Podemos llegar así a la conclusión de que blasfemar contra la concepción de Arte establecida es la única forma de que este evolucione. Es cierto que Vertov no erradicó de la tradición cinematográfica todos los elementos que obvió en su película. Seguimos teniendo guiones, actores y decorados. Pero quizás sin este pequeño experimento no sería la misma nuestra concepción del montaje, de la imagen o la narrativa. Sin hablar de cómo la reivindicación de la figura del autor que Vertov realiza ya en el clasicismo la retomarán más adelante los cineastas de la Nouvelle Vague, los máximos propulsores de la modernidad cinematográfica.
Vertov blasfema contra el cine anterior sabiendo que alguien acabará blasfemando contra el suyo. Al fin y al cabo podríamos decir que el cine, al igual que cualquier arte, se construye a partir del principio de la primultimidad. La primera vez será también la última, al igual que el resto serán solo ecos de la primera, la cual nunca volverá. Hay algo de esto en la historia del Arte. Podríamos concebir los movimientos artísticos como representaciones corrompidas de un arte primero. Como si el Arte hubiera exclamado un esplendoroso grito inicial del cual quedaran solo ecos, cada vez más indescifrables y, por lo tanto, distintos al sonido original. Siguiendo esta idea, todas las películas son, en mayor o menor medida, ecos de la salida de la fábrica de los Lumiere.
Tampoco sería absurdo comparar la historia del cine con el mito de Sísifo, ese hombre condenado por Zeus a tener que empujar día tras día una enorme roca hasta la cima de una montaña para que esta acabe siempre rodando hacia su posición inicial. Se presenta esta idea de la frustración del construir algo sabiendo que acabará siendo destruido, como si de una crónica de una muerte anunciada se tratara. Godard es totalmente consciente de este inevitable mecanismo, tal y como nos demuestra en El libro de imágenes (2018).
El último y verborreico onanismo mental del nonagenario director (citando textualmente a Carlos Boyero) parece funcinar como una explosión controlada, un intento de dinamitar el propio lenguaje cinematográfico que él mismo ha ayudado a contruir. Se presenta a un Godard que, habiendo llegado a la cima y sabiendo cuál es su ineludible destino, prefiere arrojar su roca montaña abajo antes de dejar que alguien lo haga por él.
Podemos entender esta película como un intento de convertir el vértigo del castigo en un placer culpable, casi como si el único objetivo de haber subido la piedra hubiera sido poder arrojarla después. Hay una inexplicable conexión de Godard por esa destrucción que tradicionalmente ha sido concebida como una penitencia. Algo parecido a ese Orfeo que pudiendo huir con su amada del infierno la mira justo antes de cruzar el umbral, tomando la decisión del poeta y no la del amante.

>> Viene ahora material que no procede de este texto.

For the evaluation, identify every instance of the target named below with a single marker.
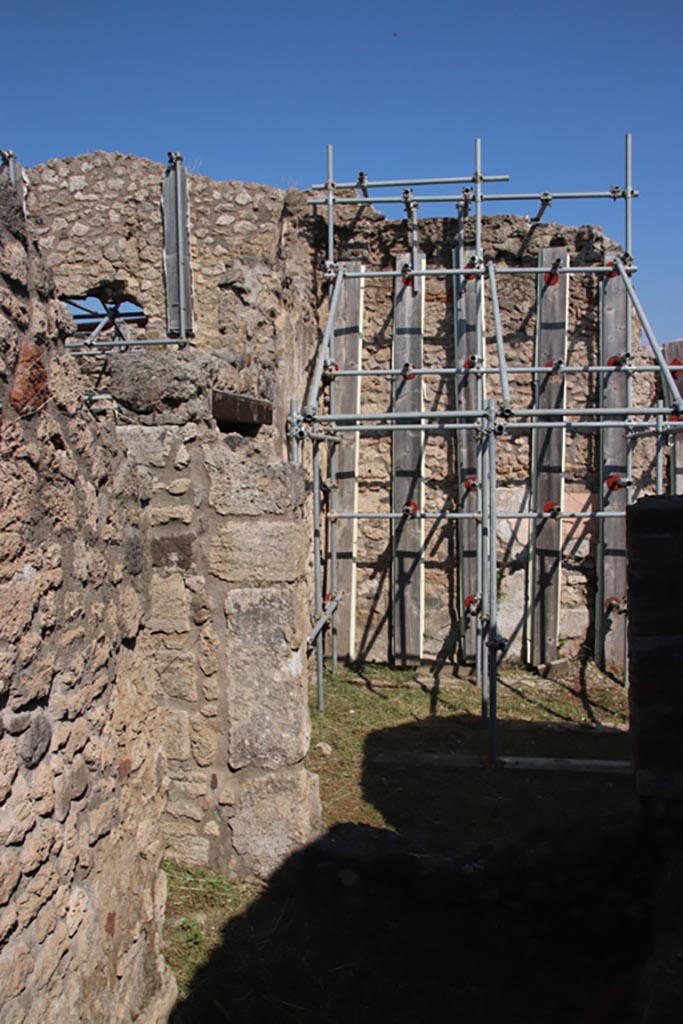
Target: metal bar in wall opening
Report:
(674, 350)
(613, 481)
(408, 471)
(545, 564)
(467, 398)
(177, 254)
(345, 398)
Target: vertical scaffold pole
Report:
(348, 355)
(177, 256)
(548, 461)
(492, 637)
(317, 573)
(331, 208)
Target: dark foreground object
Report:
(358, 927)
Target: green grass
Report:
(325, 953)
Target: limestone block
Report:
(273, 815)
(161, 515)
(177, 674)
(273, 551)
(266, 682)
(175, 733)
(15, 965)
(169, 604)
(245, 480)
(34, 743)
(204, 739)
(130, 611)
(10, 871)
(148, 445)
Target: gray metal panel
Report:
(674, 350)
(177, 256)
(610, 598)
(468, 390)
(407, 484)
(548, 466)
(345, 398)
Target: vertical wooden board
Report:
(610, 625)
(407, 483)
(548, 465)
(345, 399)
(674, 350)
(469, 393)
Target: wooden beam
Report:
(232, 411)
(610, 597)
(469, 394)
(345, 398)
(407, 474)
(547, 466)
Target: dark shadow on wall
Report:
(506, 897)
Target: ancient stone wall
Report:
(224, 540)
(509, 241)
(82, 771)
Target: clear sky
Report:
(255, 91)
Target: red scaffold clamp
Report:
(330, 371)
(552, 276)
(472, 264)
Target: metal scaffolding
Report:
(479, 425)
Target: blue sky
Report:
(255, 91)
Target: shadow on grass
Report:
(506, 897)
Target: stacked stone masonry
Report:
(156, 591)
(82, 769)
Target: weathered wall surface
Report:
(224, 540)
(82, 771)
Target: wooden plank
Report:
(469, 393)
(345, 398)
(407, 474)
(233, 411)
(548, 465)
(582, 765)
(674, 350)
(610, 597)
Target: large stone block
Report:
(148, 445)
(169, 604)
(274, 814)
(245, 480)
(266, 680)
(273, 551)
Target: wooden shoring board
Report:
(547, 467)
(407, 474)
(609, 621)
(345, 399)
(468, 390)
(674, 350)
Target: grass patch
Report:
(326, 948)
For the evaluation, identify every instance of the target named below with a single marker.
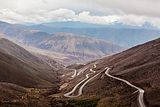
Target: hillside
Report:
(20, 67)
(138, 65)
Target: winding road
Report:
(69, 94)
(141, 91)
(75, 73)
(85, 81)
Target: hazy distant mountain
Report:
(124, 35)
(78, 45)
(76, 48)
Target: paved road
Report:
(75, 73)
(69, 94)
(141, 91)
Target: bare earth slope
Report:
(140, 65)
(20, 67)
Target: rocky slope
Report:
(20, 67)
(139, 65)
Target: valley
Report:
(44, 73)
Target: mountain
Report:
(74, 47)
(20, 67)
(123, 35)
(80, 46)
(138, 65)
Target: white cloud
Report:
(134, 12)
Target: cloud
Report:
(43, 16)
(134, 12)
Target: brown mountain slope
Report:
(20, 67)
(140, 65)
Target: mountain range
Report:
(78, 48)
(118, 33)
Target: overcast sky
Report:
(132, 12)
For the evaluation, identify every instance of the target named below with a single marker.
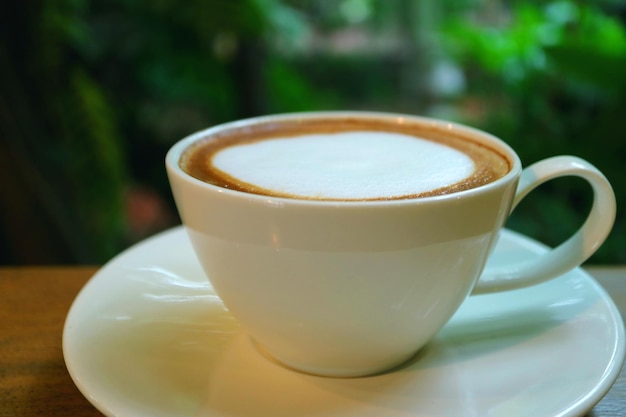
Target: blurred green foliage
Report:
(93, 93)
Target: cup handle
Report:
(574, 251)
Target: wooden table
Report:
(34, 302)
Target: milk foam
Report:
(346, 165)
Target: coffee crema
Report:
(343, 159)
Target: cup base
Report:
(335, 372)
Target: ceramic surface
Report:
(147, 336)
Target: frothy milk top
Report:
(345, 165)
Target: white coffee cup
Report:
(352, 288)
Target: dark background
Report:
(93, 93)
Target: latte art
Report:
(343, 159)
(358, 165)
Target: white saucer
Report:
(147, 336)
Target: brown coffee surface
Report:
(196, 160)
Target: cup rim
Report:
(176, 150)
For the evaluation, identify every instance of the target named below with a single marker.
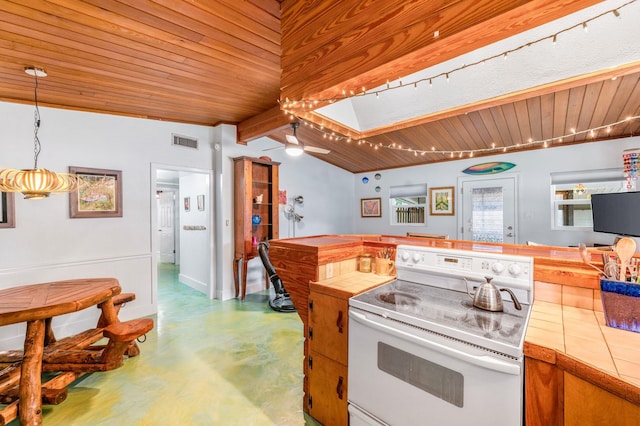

El cineasta sabe que no podemos concebir el cine sin este constante movimiento. Si la piedra se queda en la cima, el séptimo arte muere. Ahí reside el paralelismo entre El hombre de la cámara y El libro de imágenes, en que ambas queman para poder sembrar después. Ambas generan un apocalipsis que se convertirá en el génesis de un nuevo mundo. Ese caos será con el tiempo canon, que será substituido tarde o temprano por un nuevo caos. Porque, como en el péndulo, no hay paz sin caos ni vida sin muerte. Como Godard nos susurra durante su inmolación artística, “ninguna actividad se convertirá en arte antes de que terminé su tiempo.”